Nagle usłyszałyśmy chrobotanie pod podłogą.

– Słyszałyście? – Keri podniosła głowę znad kartki, którą zapisywała jakimiś notatkami. Zdradziła tylko, że to nie żadne wypracowanie, ale „teoretyczne rozważania na temat magii metalu", cokolwiek to miało znaczyć.

– Tak... – Noelle rozejrzała się z niepokojem.

Chrobotanie stawało się coraz głośniejsze z sekundy na sekundę. Lampa zaczęło lekko drżeć, a my poderwałyśmy się z łóżek i parapetu.

– Mówiłyśmy o czymś...? - zaczęła Meri, urywając i biorąc głęboki wdech, gdy deska pod jej stopami drgnęła. Zeskoczyła z niej natychmiast, ale fragment podłogi wrócił na swoje miejsce.

– Chyba nie – powiedziałam rozglądając się z niepokojem.

Chrobotanie ucichło tak nagle, jak się pojawiło. Zostało kołatanie mojego serca i nasze ciężkie od niepokoju oddechy.

– No nie, to nie może tak być... – mruknęła pod nosem Keri.

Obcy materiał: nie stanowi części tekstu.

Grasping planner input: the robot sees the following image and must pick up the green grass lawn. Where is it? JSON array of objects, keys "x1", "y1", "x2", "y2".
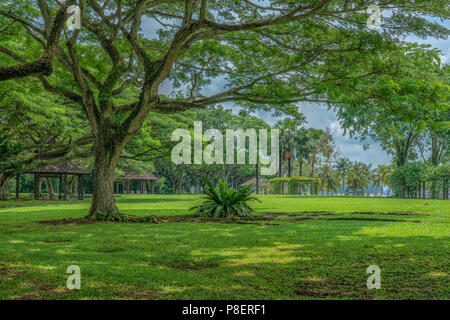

Nagle Meri wydała cichy okrzyk, wpatrując się wielkimi oczami w jedną deskę, która powoli się podniosła. W dłoni Noelle pojawił się natychmiast błękitny płomień. Wielkimi oczyma obserwowałyśmy, jak spod deski wypełza... Wielki pająk, którego ciemne ciało ozdobione było białą trupią czaszką.

– Pajęczarka – westchnęłam z ulgą, ale moje serce natychmiast znów przyspieszyło. Przecież jak ktoś nas teraz przyłapie...

Pajęczak przemienił się w kobietę o dwóch parach rąk, której ciało pokrywało coś na kształt kombinezonu z gęstego ciemnego włosia jak u tarantuli. U bioder wydłużało się nieco, tworząc krótką spódnicę. Dopiero teraz miałam okazję przyjrzeć się dobrze Pajęczarce – jej ciemnym ustom, lekko przyczernionym czubkom uszu i błyszczącym oczom. Z pewnością nie pasowała do żadnego kanonu piękna, a jednak taka była – piękna, obdarzona dziką elegancją i promieniująca świadomością, że może naprawdę wiele. I to ona jeszcze niedawno błagała mnie o pomoc? Bezradna, jeśli dobrze zrozumiałam, męczona z jakiegoś powodu przez pajęczycę? Nagle znów odzyskałam otuchę.